2.4.5 Dignidade no âmbito das organizações

O termo dignidade organizacional foi empregado pela primeira vez através do estudioso Margolis (1997). Nessa ocasião, no entanto, esse autor abordou a dignidade no contexto intra- organizacional, ao delinear condições para a promoção da dignidade de funcionários de organizações. O modelo criado por este autor ressalta que para as organizações respeitarem a dignidade de seus trabalhadores deve haver ausência de danos físicos, intelectuais e emocionais a eles e, para que promovam essa dignidade, deve ser dada atenção a três condições: autonomia, respeito por contribuições dos empregados e oportunidades para crescer e se desenvolver.

Na visão de Hodson, 2001 (apud SILVA, 2010, p. 93), assegurar a dignidade dos profissionais também é importante para as organizações, uma vez que elas poderão usufruir dos atributos e contribuições destes profissionais. O Autor ressalta que são os próprios trabalhadores agentes promotores da dignidade nas suas vidas e, quando exercem ativamente esse papel eles concretizam a dignidade no trabalho e, dessa forma, poderão experimentar novas possibilidades e desafios.

A maioria dos trabalhos já desenvolvidos no tocante ao contexto organizacional direciona a sua discussão para as relações entre empresa e empregado, ficando de fora os demais stakeholders. Trazendo uma abordagem sobre a dignidade na perspectiva das relações sociais,

Jacobson (2009) propõe em seus estudos uma classificação sobre formas de dignidade na tentativa de maior entendimento sobre o conceito e os significados atribuídos a ele. A partir de uma revisão da literatura o autor identificou duas categorias. A primeira relativa à dignidade humana já ratificada anteriormente nas concepções judaico-cristã e grega, sendo destacado o valor abstrato e universal de cada ser humano, simplesmente em virtude de sua condição humana - e por ser inerente e incondicional não pode ser violada ou destruída. A segunda categoria identificada foi a de dignidade social, sendo esta percebida como aquela que acontece na relação entre indivíduos, grupos e sociedades. Segundo o autor a prática da dignidade social pressupõe alguns elementos importantes tais como, auto-respeito, valor a si mesmo, respeito e valorização aos outros. Para o autor A ausência desses elementos implica na violação da dignidade. A Figura 5 apresenta as condições mínimas necessárias para que a dignidade esteja presente nas relações:

Figura 5 - Condições para a dignidade em uma relação Fonte: Adaptado de Jacobson (2009)
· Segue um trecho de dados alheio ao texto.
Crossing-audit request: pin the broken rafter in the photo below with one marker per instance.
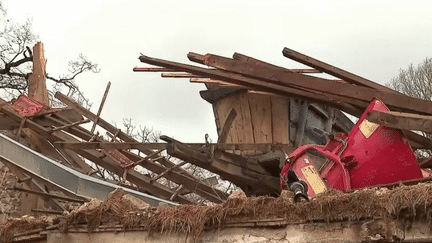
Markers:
(401, 120)
(329, 69)
(111, 145)
(100, 107)
(151, 69)
(279, 76)
(178, 176)
(257, 84)
(70, 125)
(232, 167)
(179, 75)
(95, 156)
Para Surgy (1999), dignidade está ligada ao tratamento com respeito e justiça, oferecendo aos funcionários informações sobre os diversos assuntos que poderão afetar a vida dos indivíduos. Já Becker (2007), concebe a dignidade na perspectiva da relação entre o líder e o seu liderado, tanto do comportamento do líder para com o liderado, como dos comportamentos dos liderados para com o líder, onde a relação de dignidade é a base para se pensar a capacidade competitiva da organização (SURGY, 1999; BECKER, 2007 apud SILVA, 2010).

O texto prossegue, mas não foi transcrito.